To the CQU vice-chancellor we say, we deserve to have a vote on the NTEU proposal or there is a risk of a class action. To the Federal Government we say, the JobKeeper package is breaking us and leaving us out of jobs. Be prepared to have thousands of university staff lining up at your Centrelink doors.
This is Professor Klomp's latest email communication to staff:
Dear colleagues,
Please find today’s edition of the VC’s Daily Update.
Today’s video is important, as I’m discussing the decision on the proposed NTEU Jobs Participation Framework.
After carefully considering the available details, CQUniversity will not be participating in the NTEU proposal. I’ve informed our local union branch leaders on this decision this morning.

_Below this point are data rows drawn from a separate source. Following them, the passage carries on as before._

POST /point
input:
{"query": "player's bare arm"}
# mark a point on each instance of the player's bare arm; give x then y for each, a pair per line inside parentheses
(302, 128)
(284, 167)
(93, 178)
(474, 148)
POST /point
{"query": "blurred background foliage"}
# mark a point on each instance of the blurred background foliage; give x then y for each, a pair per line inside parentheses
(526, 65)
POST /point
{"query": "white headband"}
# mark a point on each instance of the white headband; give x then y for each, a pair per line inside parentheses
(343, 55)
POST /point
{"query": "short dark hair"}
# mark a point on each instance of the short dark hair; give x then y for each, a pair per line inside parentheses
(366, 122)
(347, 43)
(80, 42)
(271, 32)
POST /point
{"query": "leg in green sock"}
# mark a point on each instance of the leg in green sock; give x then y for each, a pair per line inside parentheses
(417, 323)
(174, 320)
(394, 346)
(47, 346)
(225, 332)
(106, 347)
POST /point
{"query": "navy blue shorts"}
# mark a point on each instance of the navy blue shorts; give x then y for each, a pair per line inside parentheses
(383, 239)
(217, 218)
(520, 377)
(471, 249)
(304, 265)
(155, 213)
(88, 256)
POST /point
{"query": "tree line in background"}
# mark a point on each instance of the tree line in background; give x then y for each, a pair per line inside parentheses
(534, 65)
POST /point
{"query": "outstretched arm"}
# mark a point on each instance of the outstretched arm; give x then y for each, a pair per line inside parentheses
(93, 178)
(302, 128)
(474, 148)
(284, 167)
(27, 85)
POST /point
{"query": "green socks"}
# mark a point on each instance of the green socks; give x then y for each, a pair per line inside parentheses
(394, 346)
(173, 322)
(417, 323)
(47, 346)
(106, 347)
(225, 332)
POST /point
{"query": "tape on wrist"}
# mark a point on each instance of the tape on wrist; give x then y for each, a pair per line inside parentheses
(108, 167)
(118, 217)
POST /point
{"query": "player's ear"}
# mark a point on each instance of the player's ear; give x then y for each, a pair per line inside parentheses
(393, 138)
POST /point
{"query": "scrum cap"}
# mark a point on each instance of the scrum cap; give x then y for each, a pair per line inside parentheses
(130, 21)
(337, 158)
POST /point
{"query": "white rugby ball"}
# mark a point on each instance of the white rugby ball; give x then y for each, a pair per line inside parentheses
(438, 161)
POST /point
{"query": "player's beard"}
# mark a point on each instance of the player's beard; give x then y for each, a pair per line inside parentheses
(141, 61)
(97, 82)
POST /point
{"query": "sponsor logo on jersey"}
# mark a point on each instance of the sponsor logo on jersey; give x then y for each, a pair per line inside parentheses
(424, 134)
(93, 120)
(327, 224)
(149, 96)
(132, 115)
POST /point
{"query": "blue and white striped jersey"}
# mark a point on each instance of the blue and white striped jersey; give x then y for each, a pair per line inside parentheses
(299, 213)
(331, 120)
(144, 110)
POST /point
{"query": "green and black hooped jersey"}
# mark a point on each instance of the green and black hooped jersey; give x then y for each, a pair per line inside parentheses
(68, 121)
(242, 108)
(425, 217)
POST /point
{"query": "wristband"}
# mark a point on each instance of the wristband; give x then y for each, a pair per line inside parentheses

Our University position is outlined further in the video linked above, however, our key reasons are as follows:
- Any financial benefits of participating in this temporary scheme will be short term only. They will prolong the inevitable and cause us to enforce further staff separations once the EA concessions are removed. I can’t conscionably support such a scenario; we must take decisive action now on our structure and costs, and rapidly move forward.
- Further to the above points, any benefits would be further eroded by the fact that the CQUniversity Executive does not support enforced pay cuts and reduced working hours, which would be by far the biggest contributors to any temporary cost savings. CQUniversity has a wonderfully positive staff culture that is the backbone of this university (even though we are facing a challenging time at the moment); such extreme measures are divisive and may irreversibly damage this culture - a culture that is so important to our identity and future prosperity.
- CQUniversity staff are represented by three unions – NTEU, QTU and Together – and many staff are not union-affiliated. Based on discussions this week, QTU and Together local branches are strongly opposed to the NTEU proposal. CQUniversity’s workforce is diverse and the University has considered these diverse viewpoints in its decision making.
- Informal staff feedback submitted to the Communicate inbox by CQUniversity is overwhelmingly in opposition to the NTEU proposal.
I’d like to thank the NTEU and all staff unions, at a national and local branch level, for bringing an innovative proposal to the table. While the proposed approach doesn’t suit CQUniversity’s unique needs, it may well save many positions in the wider sector, and that is a good thing.
CQUniversity will now proceed with its final change proposal to staff, which we will release on Thursday, 28 May 2020. We will continue to be governed by the University’s existing enterprise agreement in all negotiations.
Thank you again for your patience and understanding. I don’t take it for granted.
Regards,
Nick
This article was penned by an anonymous group of academics from Central Queensland University.